Dois dedos

Meu cachorro, um shitzu por vezes bastante divertido, às vezes meio tímido e antissocial (puxou um dos donos, eu acredito), voltou há duas semanas com o pelo do corpo praticamente todo cortado. Deixaram só dois dedos. O choque foi imediato e, enquanto o cara do pet shop tirava o coitado da pequena jaula, pronto para ser entregue em casa, eu lutei para não dar uma risada bem diante do moço.

Liguei para minha mãe prontamente, avisando o que ela veria quando chegasse à nossa casa. Tentei evitar um eventual infarto. Enquanto eu dizia o que eu deveria dizer, não consegui esconder algumas risadas enquanto olhava o cachorro. “Danilo, você está rindo ou chorando?”, ela perguntou no telefone. Desliguei.

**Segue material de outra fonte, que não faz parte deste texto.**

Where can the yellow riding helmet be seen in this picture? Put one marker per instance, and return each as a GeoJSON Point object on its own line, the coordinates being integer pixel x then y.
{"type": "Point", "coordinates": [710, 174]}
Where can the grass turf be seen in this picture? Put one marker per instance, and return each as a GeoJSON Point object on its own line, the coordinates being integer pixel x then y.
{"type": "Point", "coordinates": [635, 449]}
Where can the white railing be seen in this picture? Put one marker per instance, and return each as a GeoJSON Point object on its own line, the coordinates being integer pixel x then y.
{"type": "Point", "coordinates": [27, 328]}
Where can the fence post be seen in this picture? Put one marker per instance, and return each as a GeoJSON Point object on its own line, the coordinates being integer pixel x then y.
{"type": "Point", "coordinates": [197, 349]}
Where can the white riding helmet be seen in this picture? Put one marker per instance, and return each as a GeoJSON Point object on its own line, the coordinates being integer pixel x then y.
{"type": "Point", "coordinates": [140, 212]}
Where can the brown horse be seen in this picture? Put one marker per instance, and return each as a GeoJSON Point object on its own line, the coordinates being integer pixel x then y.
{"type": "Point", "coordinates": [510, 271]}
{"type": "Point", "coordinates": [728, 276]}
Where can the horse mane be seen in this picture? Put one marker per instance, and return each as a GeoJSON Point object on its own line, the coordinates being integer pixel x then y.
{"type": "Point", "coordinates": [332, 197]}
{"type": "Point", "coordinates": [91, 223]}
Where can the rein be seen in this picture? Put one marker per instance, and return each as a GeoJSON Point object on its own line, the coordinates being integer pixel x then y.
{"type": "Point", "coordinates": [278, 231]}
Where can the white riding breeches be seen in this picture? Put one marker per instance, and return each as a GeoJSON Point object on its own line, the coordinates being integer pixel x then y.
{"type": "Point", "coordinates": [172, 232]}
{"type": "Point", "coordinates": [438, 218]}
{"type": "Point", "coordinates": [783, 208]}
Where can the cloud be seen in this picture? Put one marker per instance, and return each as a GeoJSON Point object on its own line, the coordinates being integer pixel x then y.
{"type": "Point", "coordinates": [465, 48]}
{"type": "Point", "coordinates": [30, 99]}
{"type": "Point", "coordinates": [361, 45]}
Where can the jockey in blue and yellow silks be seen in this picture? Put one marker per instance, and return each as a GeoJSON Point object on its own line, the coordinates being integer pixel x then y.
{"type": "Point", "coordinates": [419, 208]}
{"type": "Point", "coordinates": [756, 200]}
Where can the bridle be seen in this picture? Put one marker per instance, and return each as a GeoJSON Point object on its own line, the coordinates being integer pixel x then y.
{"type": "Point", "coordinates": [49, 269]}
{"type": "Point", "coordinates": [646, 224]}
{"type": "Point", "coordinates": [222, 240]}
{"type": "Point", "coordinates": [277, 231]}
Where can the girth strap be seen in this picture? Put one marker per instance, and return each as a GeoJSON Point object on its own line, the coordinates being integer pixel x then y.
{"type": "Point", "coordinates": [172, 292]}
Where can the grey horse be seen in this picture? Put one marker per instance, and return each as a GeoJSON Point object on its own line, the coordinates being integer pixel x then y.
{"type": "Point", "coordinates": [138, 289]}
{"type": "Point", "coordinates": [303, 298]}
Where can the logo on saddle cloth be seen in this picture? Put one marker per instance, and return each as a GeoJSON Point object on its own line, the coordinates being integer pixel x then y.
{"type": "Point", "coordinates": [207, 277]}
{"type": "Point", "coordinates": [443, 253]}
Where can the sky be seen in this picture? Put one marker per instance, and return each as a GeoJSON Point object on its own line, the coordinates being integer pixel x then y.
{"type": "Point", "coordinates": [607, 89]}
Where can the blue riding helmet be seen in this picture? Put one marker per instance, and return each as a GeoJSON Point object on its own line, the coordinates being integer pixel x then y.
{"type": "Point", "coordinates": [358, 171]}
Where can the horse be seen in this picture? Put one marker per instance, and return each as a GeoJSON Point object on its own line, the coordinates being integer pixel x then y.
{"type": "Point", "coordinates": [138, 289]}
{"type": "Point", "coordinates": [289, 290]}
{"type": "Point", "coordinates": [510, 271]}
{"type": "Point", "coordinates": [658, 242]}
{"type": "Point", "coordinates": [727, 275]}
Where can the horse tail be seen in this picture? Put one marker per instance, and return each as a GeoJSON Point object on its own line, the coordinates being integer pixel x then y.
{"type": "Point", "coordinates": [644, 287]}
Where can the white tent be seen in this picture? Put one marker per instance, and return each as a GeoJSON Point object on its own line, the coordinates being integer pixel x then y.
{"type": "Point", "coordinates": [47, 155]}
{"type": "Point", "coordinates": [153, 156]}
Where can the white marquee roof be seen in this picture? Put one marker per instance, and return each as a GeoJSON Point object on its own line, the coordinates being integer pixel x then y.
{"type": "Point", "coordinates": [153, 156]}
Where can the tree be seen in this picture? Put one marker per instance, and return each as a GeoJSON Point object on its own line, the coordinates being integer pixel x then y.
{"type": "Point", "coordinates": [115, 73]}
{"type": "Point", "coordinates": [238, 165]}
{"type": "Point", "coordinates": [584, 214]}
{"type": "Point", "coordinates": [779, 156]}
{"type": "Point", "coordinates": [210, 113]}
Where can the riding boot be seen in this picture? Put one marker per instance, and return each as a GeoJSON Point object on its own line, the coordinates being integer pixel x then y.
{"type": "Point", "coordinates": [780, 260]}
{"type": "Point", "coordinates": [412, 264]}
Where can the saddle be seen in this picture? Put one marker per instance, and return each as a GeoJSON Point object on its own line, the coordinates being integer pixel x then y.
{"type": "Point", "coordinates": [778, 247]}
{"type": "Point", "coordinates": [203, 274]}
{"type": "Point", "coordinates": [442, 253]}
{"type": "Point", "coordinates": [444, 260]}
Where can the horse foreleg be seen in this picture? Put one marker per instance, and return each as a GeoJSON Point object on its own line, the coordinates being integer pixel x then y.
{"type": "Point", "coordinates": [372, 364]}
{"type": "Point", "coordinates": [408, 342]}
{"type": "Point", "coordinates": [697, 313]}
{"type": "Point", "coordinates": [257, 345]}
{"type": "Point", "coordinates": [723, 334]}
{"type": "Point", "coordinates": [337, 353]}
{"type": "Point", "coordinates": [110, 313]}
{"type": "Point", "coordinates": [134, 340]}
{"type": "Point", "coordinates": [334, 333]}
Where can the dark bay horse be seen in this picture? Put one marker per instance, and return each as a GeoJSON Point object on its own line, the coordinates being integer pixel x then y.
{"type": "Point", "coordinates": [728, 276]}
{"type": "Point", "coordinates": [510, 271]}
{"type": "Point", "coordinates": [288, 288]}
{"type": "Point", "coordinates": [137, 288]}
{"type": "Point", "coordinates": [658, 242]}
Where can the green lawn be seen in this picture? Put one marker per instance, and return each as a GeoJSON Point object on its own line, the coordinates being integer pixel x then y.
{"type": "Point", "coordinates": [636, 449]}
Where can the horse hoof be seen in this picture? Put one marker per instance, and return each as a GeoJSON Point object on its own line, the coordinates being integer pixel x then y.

“Então, ele parece que está doente”, meu pai disse mais tarde, à noite, no mesmo dia.

“Vou processar a mulher do pet shop, vocês vão ver”, minha mãe prontamente avisou.

Até agora ela não quis ligar para a moça do pet shop, dizendo que, se, no caso dessa ligação ocorrer, seria a minha mãe a verdadeira processada por difamação.

Meu pai alertou para o fato de que o inverno seria rigoroso com um cachorro (tão pequeno como o nosso por sinal) sem muito pelo e com pele muito exposta. Quando avisei ele pelo telefone, a primeira coisa que ele gritou foi “Mas eu avisei que (…)!”.

Dia desses, ele soltou a pérola: “Será que o pelo dele está crescendo ou a gente está se acostumando com o pelo dele assim agora?”

Às vezes eu penso que meu pai é um gênio disfarçado.